Lo ha fatto - al di là del tema generale, apparentemente così teorico, da specialisti - con un intervento ricco di spunti concreti sulla nuova frontiera del Mare Nostrum e del mondo globale. Come quando ha ricordato “tutti i naufraghi della storia”, o ha invitato “le popolazioni del Mediterraneo a rifiutare ogni tentazione di chiusura identitaria”. Ovvero, ancora, quando ha insistito sul fatto che “con i musulmani siamo chiamati a costruire il futuro delle nostre società; a considerarli partner per costruire una convivenza pacifica, anche quando si verificano episodi sconvolgenti ad opera di gruppi fanatici nemici del dialogo”. E’ in tale prospettiva che ha voluto citare il colloquio con l’arcivescovo di Colombo, capitale di uno Sri Lanka ferito da molteplici attentati lo stesso giorno di Pasqua: “Il cardinale mi ha detto questo: ‘Mi sono accorto che un gruppo di gente, cristiani, voleva andare al quartiere dei musulmani per ammazzarli. Ho invitato l’Imam con me, in macchina, e insieme siamo andati là per convincere i cristiani che noi siamo amici, che quelli sono estremisti’. Questo è un atteggiamento di vicinanza e di dialogo”, ha esemplificato Bergoglio. Del resto, ha continuato, la sfida alla convivenza investe l’intero pianeta, a partire dal Mediterraneo: “Non è possibile leggere realisticamente tale spazio se non in dialogo e come un ponte - storico, geografico, umano - tra l’Europa, l’Africa e l’Asia. Si tratta di uno spazio in cui l’assenza di pace ha prodotto molteplici squilibri regionali, mondiali, e la cui pacificazione, attraverso la pratica del dialogo, potrebbe invece contribuire grandemente ad avviare processi di riconciliazione e di pace. Giorgio La Pira ci direbbe che si tratta di […] costruire su tutto il bacino mediterraneo una ‘grande tenda di pace’, dove possano convivere nel rispetto reciproco i diversi figli del comune padre Abramo”.

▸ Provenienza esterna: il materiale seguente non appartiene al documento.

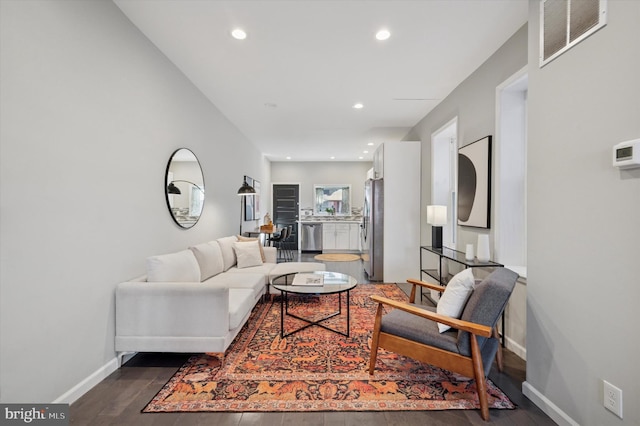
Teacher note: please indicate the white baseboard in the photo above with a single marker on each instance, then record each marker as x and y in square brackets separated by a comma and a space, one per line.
[88, 383]
[549, 408]
[516, 348]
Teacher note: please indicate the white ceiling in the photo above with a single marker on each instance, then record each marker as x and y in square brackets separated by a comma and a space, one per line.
[291, 84]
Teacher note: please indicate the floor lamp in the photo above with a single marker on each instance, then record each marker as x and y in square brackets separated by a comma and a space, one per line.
[436, 217]
[244, 191]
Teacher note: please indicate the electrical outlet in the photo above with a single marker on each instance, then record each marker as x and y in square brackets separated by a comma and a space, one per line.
[612, 398]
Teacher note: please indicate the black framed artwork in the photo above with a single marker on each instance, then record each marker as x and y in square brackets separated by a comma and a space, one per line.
[474, 184]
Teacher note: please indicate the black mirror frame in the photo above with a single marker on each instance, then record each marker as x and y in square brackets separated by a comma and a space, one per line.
[167, 184]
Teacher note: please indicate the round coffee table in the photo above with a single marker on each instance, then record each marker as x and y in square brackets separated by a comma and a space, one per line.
[306, 284]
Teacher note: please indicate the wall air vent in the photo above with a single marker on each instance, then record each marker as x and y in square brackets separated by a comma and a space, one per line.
[565, 23]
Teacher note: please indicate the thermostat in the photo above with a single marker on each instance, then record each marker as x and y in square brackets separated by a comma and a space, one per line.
[626, 155]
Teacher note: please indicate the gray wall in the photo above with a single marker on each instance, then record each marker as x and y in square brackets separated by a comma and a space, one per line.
[91, 112]
[583, 220]
[474, 103]
[309, 173]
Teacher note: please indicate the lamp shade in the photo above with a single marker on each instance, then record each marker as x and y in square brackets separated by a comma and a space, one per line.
[437, 215]
[246, 189]
[172, 189]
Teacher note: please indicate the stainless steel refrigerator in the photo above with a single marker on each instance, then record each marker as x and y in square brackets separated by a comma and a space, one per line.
[373, 229]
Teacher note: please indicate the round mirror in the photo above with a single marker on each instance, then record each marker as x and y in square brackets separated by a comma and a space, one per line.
[184, 188]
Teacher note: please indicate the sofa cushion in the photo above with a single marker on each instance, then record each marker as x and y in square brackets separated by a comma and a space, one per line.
[175, 267]
[264, 270]
[254, 282]
[455, 296]
[247, 254]
[228, 255]
[241, 238]
[241, 301]
[209, 257]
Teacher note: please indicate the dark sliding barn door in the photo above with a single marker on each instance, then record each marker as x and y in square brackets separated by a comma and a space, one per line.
[285, 208]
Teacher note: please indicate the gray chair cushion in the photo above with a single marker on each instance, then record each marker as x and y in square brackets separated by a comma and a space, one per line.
[486, 304]
[418, 329]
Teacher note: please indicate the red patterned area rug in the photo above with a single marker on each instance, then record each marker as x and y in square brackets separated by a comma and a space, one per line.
[315, 369]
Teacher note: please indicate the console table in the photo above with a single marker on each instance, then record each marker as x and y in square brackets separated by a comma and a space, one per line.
[458, 257]
[455, 256]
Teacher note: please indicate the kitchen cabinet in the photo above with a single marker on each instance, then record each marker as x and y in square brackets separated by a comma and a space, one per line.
[378, 163]
[340, 237]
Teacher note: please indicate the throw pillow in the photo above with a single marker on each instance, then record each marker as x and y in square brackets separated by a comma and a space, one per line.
[241, 238]
[455, 296]
[248, 253]
[175, 267]
[209, 258]
[228, 254]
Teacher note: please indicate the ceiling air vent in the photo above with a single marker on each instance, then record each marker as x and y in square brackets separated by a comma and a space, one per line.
[565, 23]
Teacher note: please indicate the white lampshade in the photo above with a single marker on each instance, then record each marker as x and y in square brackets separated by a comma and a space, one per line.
[437, 215]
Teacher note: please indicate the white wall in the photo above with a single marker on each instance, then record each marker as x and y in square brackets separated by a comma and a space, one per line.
[473, 102]
[310, 173]
[584, 222]
[90, 113]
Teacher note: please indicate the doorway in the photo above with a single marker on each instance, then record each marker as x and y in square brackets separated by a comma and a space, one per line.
[444, 177]
[286, 202]
[511, 173]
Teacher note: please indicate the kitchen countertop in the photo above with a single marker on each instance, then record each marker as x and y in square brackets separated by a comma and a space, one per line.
[331, 219]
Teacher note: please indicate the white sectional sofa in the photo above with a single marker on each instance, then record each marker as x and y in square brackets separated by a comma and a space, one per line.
[196, 300]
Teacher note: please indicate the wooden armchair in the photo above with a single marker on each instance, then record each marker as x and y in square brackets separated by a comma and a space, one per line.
[411, 330]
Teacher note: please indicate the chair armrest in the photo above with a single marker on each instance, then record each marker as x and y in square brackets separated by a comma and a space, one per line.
[426, 284]
[473, 328]
[412, 297]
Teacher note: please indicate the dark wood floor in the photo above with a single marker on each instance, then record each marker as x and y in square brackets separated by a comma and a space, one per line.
[119, 399]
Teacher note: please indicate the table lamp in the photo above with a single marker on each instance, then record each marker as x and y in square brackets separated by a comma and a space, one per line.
[436, 217]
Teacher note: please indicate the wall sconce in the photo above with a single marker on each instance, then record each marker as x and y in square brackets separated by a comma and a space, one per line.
[244, 191]
[436, 217]
[172, 189]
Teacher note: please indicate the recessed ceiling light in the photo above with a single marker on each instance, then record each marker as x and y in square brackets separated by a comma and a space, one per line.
[239, 34]
[383, 35]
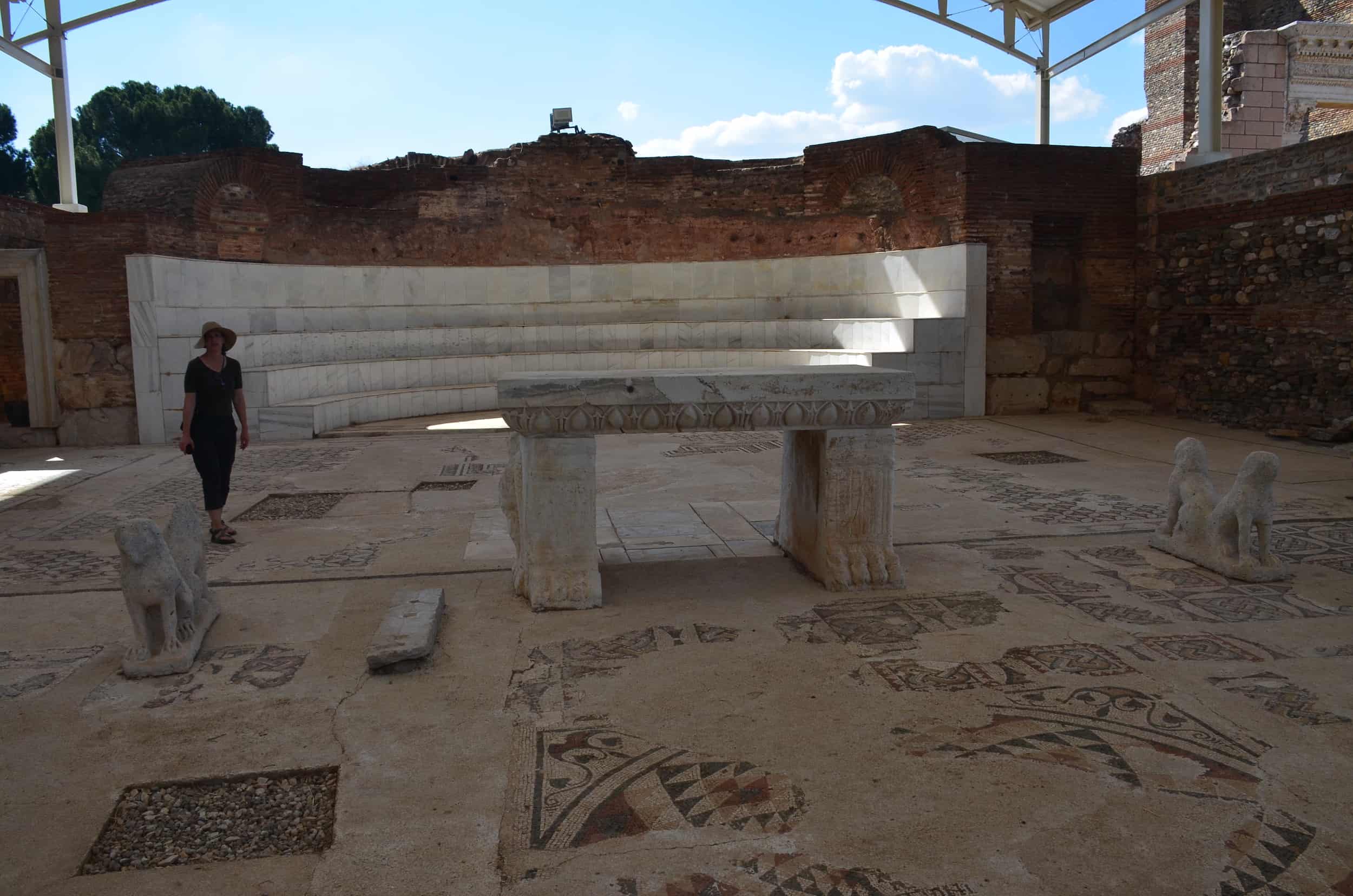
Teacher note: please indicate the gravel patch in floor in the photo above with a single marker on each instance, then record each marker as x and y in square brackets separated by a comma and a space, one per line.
[294, 506]
[445, 486]
[161, 825]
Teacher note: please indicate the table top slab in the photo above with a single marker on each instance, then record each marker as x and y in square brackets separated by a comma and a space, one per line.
[719, 400]
[704, 386]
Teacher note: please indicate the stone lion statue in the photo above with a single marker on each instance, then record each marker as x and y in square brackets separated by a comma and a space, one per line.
[153, 589]
[1216, 533]
[164, 582]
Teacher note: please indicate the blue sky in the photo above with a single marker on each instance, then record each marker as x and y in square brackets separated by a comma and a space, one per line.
[348, 83]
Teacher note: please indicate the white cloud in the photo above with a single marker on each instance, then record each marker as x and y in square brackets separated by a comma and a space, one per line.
[878, 91]
[1124, 121]
[772, 133]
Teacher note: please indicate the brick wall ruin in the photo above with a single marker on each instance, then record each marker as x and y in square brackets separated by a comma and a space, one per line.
[1102, 285]
[1057, 222]
[1267, 75]
[1246, 286]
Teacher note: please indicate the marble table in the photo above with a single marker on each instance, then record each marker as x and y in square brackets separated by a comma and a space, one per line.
[837, 489]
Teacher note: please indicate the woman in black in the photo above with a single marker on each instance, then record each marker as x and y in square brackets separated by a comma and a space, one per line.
[212, 387]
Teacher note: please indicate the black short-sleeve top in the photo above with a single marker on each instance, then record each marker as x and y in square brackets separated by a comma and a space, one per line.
[215, 390]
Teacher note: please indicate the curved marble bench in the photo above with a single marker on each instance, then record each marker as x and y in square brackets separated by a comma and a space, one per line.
[837, 487]
[325, 347]
[340, 394]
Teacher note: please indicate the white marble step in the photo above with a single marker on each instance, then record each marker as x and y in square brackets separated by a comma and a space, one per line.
[312, 414]
[274, 350]
[272, 386]
[309, 417]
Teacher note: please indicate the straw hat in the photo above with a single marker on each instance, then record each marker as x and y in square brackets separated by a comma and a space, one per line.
[212, 325]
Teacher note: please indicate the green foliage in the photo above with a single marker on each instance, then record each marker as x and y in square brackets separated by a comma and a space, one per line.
[14, 161]
[137, 121]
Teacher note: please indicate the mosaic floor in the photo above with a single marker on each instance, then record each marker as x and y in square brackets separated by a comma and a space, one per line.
[1050, 707]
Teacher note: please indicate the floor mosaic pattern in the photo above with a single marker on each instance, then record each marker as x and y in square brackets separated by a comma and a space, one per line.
[1030, 458]
[593, 784]
[1010, 492]
[881, 624]
[786, 873]
[1048, 708]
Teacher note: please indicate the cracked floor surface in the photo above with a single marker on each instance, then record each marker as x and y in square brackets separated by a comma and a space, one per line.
[1049, 707]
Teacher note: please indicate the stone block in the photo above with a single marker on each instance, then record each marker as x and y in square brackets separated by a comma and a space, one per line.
[1107, 387]
[75, 357]
[1102, 367]
[1114, 344]
[1015, 394]
[938, 335]
[98, 427]
[101, 358]
[1065, 397]
[1068, 341]
[409, 630]
[1015, 355]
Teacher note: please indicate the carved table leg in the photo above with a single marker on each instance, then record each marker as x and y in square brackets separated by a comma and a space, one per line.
[837, 506]
[555, 485]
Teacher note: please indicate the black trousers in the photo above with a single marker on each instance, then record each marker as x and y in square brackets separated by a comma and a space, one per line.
[214, 455]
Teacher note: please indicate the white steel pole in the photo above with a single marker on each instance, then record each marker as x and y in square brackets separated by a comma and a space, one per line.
[1045, 93]
[61, 110]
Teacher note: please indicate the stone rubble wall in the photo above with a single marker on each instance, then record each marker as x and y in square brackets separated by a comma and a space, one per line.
[1246, 289]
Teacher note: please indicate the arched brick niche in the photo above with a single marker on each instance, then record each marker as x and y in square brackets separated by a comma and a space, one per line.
[234, 209]
[873, 193]
[239, 221]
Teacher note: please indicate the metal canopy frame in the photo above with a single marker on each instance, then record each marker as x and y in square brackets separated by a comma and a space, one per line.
[1038, 15]
[56, 71]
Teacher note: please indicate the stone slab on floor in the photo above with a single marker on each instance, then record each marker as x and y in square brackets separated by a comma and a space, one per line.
[409, 630]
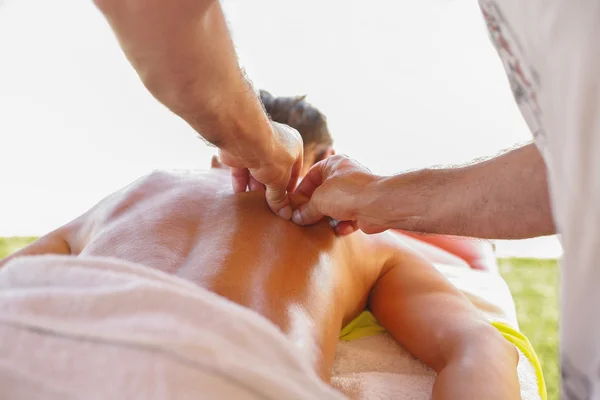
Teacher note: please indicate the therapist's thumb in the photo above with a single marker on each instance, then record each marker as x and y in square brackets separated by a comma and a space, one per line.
[307, 213]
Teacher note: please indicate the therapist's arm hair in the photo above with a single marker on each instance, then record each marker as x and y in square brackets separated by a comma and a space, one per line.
[505, 197]
[183, 52]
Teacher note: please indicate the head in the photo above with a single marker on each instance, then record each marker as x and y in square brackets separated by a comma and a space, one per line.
[307, 120]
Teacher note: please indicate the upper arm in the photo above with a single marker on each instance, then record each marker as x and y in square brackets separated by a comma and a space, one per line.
[421, 309]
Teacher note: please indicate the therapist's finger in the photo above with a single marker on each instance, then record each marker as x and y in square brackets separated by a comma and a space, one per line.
[278, 201]
[240, 177]
[313, 179]
[254, 185]
[307, 213]
[343, 228]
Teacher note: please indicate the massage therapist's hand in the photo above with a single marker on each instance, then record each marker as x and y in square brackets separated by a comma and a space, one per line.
[274, 166]
[183, 53]
[344, 190]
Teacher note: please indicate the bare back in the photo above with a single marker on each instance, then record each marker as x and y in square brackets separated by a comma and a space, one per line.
[306, 280]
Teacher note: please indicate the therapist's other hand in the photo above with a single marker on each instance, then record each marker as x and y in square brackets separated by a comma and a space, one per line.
[273, 166]
[340, 188]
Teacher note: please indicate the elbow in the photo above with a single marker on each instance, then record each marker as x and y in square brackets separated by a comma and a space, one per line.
[480, 342]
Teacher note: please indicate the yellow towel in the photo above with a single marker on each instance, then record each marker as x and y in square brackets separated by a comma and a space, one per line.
[366, 325]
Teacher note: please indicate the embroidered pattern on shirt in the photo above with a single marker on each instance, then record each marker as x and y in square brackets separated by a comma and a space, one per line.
[523, 78]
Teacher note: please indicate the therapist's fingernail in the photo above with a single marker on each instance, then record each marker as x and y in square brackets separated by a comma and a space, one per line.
[297, 218]
[286, 212]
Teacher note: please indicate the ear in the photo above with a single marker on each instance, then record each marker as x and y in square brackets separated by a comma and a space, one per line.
[215, 162]
[328, 152]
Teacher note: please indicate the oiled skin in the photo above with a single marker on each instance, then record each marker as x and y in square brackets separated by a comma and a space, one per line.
[306, 280]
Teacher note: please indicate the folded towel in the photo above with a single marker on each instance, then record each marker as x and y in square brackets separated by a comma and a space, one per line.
[371, 365]
[96, 328]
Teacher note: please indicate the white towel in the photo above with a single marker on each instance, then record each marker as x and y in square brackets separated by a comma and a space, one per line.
[92, 328]
[378, 368]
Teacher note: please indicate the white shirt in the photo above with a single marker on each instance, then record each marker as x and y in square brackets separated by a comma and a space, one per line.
[551, 53]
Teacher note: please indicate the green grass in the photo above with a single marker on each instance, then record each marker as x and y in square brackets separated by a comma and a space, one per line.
[533, 284]
[9, 245]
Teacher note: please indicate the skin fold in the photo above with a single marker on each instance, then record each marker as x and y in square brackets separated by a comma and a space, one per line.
[306, 280]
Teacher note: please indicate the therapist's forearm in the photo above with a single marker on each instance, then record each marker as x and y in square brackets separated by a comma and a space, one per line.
[183, 53]
[502, 198]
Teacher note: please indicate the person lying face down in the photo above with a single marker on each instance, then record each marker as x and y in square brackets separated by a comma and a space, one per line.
[305, 280]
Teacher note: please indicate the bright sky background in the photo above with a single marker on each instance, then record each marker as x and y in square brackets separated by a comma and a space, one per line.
[404, 84]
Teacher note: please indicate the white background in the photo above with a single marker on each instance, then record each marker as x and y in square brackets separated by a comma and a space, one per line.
[404, 84]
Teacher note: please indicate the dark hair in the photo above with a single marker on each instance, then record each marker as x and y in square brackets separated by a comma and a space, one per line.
[300, 115]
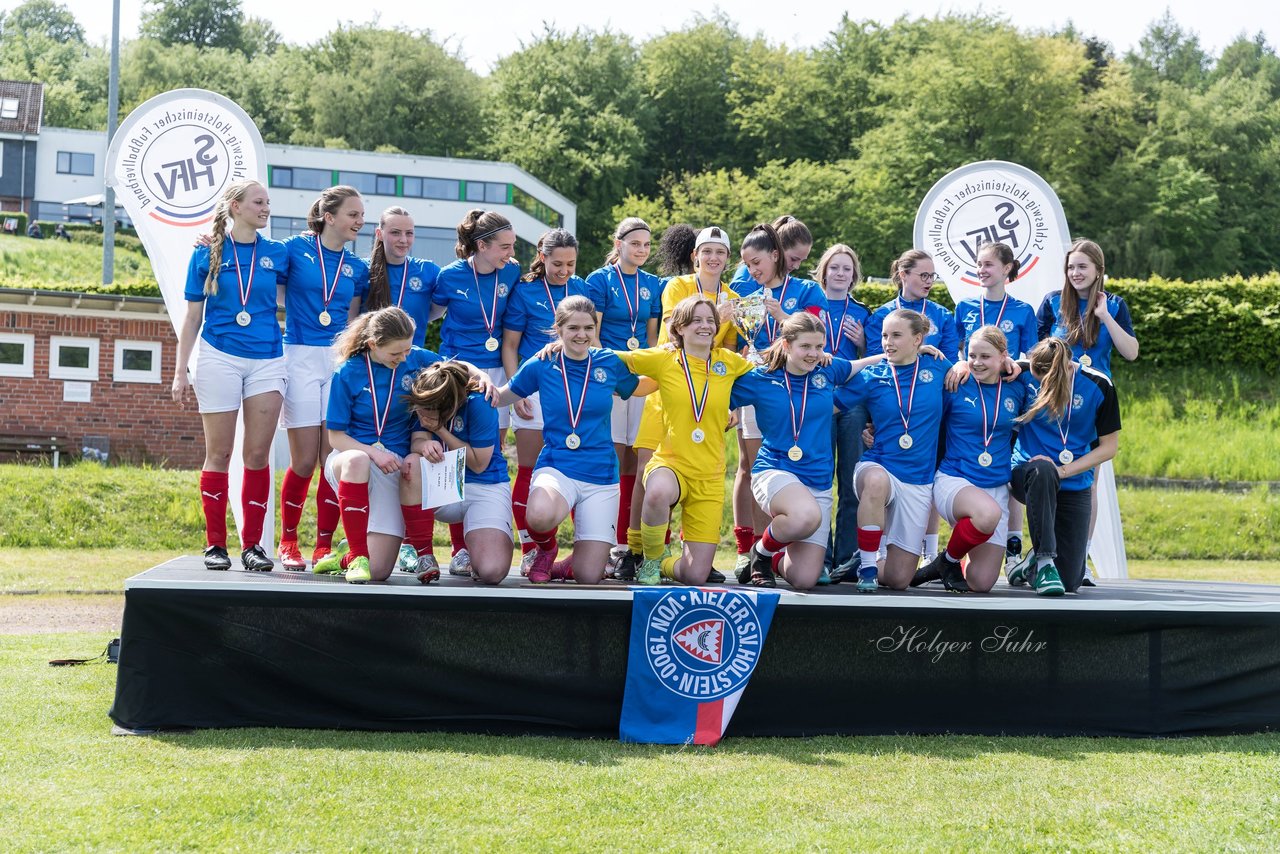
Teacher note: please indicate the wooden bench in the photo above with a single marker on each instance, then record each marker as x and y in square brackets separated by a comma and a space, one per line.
[51, 446]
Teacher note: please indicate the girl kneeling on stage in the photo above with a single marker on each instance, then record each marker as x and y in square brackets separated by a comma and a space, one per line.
[452, 414]
[970, 488]
[1072, 427]
[576, 469]
[369, 430]
[792, 394]
[895, 476]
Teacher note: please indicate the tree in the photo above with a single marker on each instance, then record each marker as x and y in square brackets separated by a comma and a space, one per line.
[202, 23]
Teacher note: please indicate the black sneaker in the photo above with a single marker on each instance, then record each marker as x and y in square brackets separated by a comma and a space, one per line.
[216, 558]
[255, 560]
[627, 566]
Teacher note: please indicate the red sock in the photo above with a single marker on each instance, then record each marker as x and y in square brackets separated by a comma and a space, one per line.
[626, 483]
[519, 502]
[353, 499]
[293, 497]
[964, 537]
[254, 493]
[327, 514]
[417, 526]
[213, 497]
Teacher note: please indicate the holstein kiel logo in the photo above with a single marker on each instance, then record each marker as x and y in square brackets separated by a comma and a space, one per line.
[703, 644]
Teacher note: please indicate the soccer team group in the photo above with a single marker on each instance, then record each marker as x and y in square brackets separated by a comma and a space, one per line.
[620, 389]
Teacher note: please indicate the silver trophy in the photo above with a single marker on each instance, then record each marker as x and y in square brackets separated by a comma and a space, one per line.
[748, 316]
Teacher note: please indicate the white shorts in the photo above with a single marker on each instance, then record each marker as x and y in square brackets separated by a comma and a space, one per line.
[224, 380]
[534, 421]
[906, 514]
[384, 512]
[768, 483]
[498, 377]
[947, 487]
[484, 506]
[306, 397]
[625, 421]
[594, 506]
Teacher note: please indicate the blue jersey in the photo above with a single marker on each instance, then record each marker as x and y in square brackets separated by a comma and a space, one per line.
[411, 286]
[972, 412]
[942, 325]
[476, 425]
[531, 311]
[1095, 411]
[1100, 354]
[351, 403]
[594, 460]
[259, 265]
[626, 305]
[873, 387]
[794, 295]
[312, 270]
[833, 318]
[475, 307]
[1015, 318]
[813, 396]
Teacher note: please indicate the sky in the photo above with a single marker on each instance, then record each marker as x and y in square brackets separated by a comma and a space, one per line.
[487, 31]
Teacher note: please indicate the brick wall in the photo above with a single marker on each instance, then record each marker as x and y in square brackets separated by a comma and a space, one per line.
[141, 420]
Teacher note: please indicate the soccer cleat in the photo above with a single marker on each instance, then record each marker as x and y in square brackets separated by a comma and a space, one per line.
[359, 570]
[216, 558]
[649, 571]
[255, 560]
[1047, 581]
[291, 557]
[540, 567]
[461, 563]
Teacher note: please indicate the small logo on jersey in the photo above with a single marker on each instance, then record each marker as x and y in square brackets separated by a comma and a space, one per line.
[703, 644]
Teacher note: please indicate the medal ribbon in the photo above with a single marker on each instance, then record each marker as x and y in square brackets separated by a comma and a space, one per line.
[699, 405]
[910, 401]
[379, 423]
[328, 291]
[240, 278]
[575, 416]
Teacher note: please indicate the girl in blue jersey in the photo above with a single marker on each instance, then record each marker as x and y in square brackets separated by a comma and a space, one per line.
[784, 295]
[577, 470]
[794, 396]
[321, 293]
[1072, 427]
[452, 414]
[474, 291]
[895, 476]
[627, 313]
[839, 273]
[970, 488]
[231, 305]
[369, 432]
[396, 278]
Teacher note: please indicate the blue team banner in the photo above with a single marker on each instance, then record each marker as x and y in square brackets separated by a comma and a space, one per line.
[693, 651]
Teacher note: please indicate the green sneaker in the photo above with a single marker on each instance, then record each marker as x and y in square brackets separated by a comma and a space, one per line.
[649, 572]
[1047, 581]
[357, 572]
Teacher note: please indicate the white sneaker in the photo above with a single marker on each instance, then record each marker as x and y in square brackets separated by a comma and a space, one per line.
[461, 563]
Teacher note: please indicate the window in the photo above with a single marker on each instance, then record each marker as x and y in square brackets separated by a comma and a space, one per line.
[137, 361]
[296, 178]
[74, 163]
[16, 354]
[72, 357]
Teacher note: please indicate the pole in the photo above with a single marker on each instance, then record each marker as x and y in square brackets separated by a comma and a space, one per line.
[113, 103]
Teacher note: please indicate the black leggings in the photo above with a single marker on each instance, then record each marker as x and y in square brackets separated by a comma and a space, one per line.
[1059, 519]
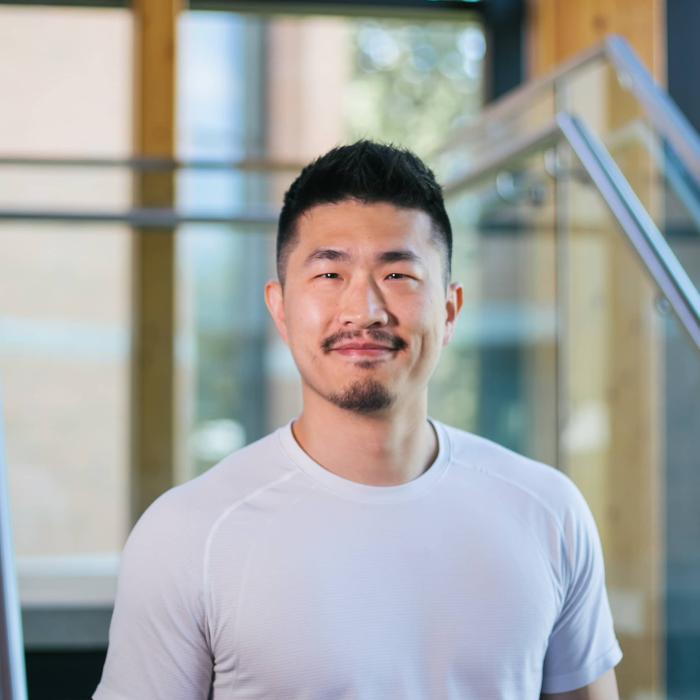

E’ chiaro che la maggior parte dei commentatori si sono soffermati su questi passaggi del discorso. Ma si vorrebbe qui attirare l’attenzione sulla profonda novità teologica dell’intervento. E’ come se Francesco avesse voluto riflettere in profondità sul dibattito teologico contemporaneo e suggerire di muoversi verso una nuova teologia, più pastorale, più misericordiosa, più vicina al cuore dell’uomo e della donna contemporanei, più rispondente al lungo processo di ricezione di un Concilio pastorale, appunto - e non dogmatico -. quale è stato l’ultimo, il Vaticano II.
Il pontefice ha scelto Napoli “per rilanciare e dare forma e contenuto pratici alla riforma teologica che quasi un anno e mezzo fa ha promulgato con la pubblicazione della costituzione apostolica destinata alle università e facoltà teologiche ecclesiastiche” (S. Falasca). Ha scelto Napoli per dire che c’è bisogno di “teologi - uomini e donne, presbiteri, laici e religiosi - che, in un profondo radicamento storico ed ecclesiale e, al tempo stesso, aperti alle inesauribili novità dello Spirito, sappiano sfuggire alle logiche autoreferenziali, e, di fatto, accecanti che spesso esistono nelle istituzioni accademiche […], che siano uomini e donne di compassione, toccati dalla vita oppressa di molti, dalle schiavitù di oggi, dalle piaghe sociali, dalle violenze, dalle guerre e dalle enormi ingiustizie subite da tanti poveri che vivono sulle sponde di questo ‘mare comune’”.
E’ per questo che la teologia è chiamata ad essere diversa.
La nuova teologia auspicata da Bergoglio sarà “una teologia dell’accoglienza e del dialogo”: “Al servizio del cammino di una Chiesa che sempre più mette al centro l’evangelizzazione. Non l’apologetica, non i manuali, evangelizzare. Al centro l’evangelizzazione, che non vuol dire proselitismo. […] La vera ‘sindrome di Babele’ è quella di non ascoltare quello che l’altro dice e di credere che io so quello che l’altro pensa e che l’altro dirà”.
Sara “una teologia dell’accoglienza e dell’ascolto”, profondamente inculturata in un Mediterraneo che è “il mare del meticciato - se noi non capiamo il meticciato, non capiremo mai il Mediterraneo - un mare geograficamente chiuso rispetto agli oceani, ma culturalmente sempre aperto all’incontro, al dialogo”: “Vi è bisogno di narrazioni rinnovate e condivise che - a partire dall’ascolto delle radici e del presente - parlino al cuore delle persone, narrazioni in cui sia possibile riconoscersi in maniera costruttiva, pacifica e generatrice di speranza”. Del resto “non si perde niente con il dialogare. Sempre si guadagna. Nel monologo tutti perdiamo, tutti”.
Sarà “una teologia interdisciplinare” e “in rete”: “Senza comunione e senza compassione, costantemente alimentate dalla preghiera, la teologia non solo perde l’anima, ma perde l’intelligenza e la capacità di interpretare cristianamente la realtà […]. “Si può e si deve lavorare nella direzione di una ‘Pentecoste teologica’, che permetta alle donne e agli uomini del nostro tempo di ascoltare ‘nella propria lingua’ una riflessione cristiana che risponda alla loro ricerca di senso e di vita piena”.